Les parties ont déféré à cette demande le 20 Mars 2023.
MOTIFS DE LA DECISION
I. Sur l’exécution du contrat de travail
1) Le retard dans le paiement des salaires
Mme [X] soutient qu’à partir de 2017, l’employeur lui a réglé ses salaires avec retard et que les salaires de septembre, octobre et novembre 2017 n’ont été payés qu’en décembre par le mandataire liquidateur.
Le liquidateur soutient avoir régularisé les paiements des salaires.
Les articles L.3241-1 et suivants du code du travail n’imposent pas une date de paiement des salaire mais une règle de périodicité minimale de paiement qui est mensuelle pour la plupart des salariés et qui est d’ordre public.
C’est à l’employeur, débiteur de l’obligation, de rapporter la preuve du paiement des salaires afférents au travail effectivement accompli.

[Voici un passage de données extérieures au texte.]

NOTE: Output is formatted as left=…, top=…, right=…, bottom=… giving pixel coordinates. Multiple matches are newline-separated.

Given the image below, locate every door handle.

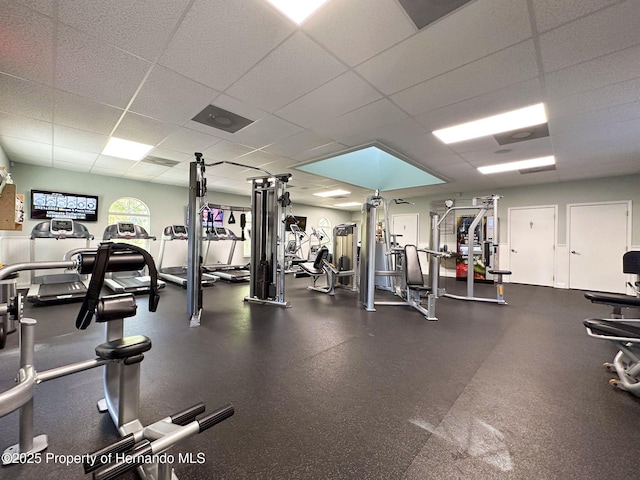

En l’espèce, Mme [X] justifie de l’envoi à la gérante de la société Cool Conduite de plusieurs courriers recomandés (les 22 août 2017, 20 septembre 2017, 26 octobre 2017) aux fins d’obtenir le paiement de ses salaires à bonne date.
Elle justifie par la production d’un tableau récapitulatif des dates de règlement corroborés par ses relevés bancaires des retards allégués.
Il est établi que le CGEA a procédé au paiement des salaires de septembre, octobre et novembre 2017 en décembre 2017.
Les difficultés économiques et financières de la société ne sauraient justifier ces retards qui n’avaient pas à peser sur la salariée .
Les retard apportés au paiement des salaires dus du 1er janvier au 30 novembre 2017 constituent des manquements de l’employeur à ses obligations contractuelles.
2) Le rappel de salaire du mois de juillet 2017
Mme [X] soutient qu’il lui reste dû la somme de 485 euros au titre du salaire du mois de juillet 2017. Elle produit son relevé bancaire dont il ressort une remise d’un chèque de 485 euros le 22 août puis le même montant débité le 1er septembre au motif de chèque impayé, ainsi que ledit chèque en original dans ses pièces.
Le liquidateur fait valoir que la salariée ne prouve pas que le paiement du salaire de juillet 2017 a été rejeté. Il soutient, à l’instar de l’AGS-CGE, qu’elle a été réglée de l’intégralité de ses salaires.
Faute pour le liquidateur de démontrer que le salaire a été effectivement payé, la demande est justifiée et, par infirmation du jugement, la somme de 485 euros doit être fixée au passif de la liquidation de la société.
3) Les heures supplémentaires
Moyens des parties
Mme [X] fait valoir l’existence d’heures supplémentaires impayées à hauteur de 8 662,83 euros à fixer au passif de la liquidation pour la période d’octobre 2014 à octobre 2017.
Elle explique qu’elle était payée pour 39 heures par semaine et produit un relevé pour les heures réalisées au delà de cette durée ainsi que ses agendas et attestations de témoins
Elle soutient que la demande portant sur le mois d’octobre 2014 n’est pas prescrite au vu de la date de règlement des salaires, et que si c’est le cas, il suffit de soustraire au décompte qu’elle produit la somme de 145,91 euros.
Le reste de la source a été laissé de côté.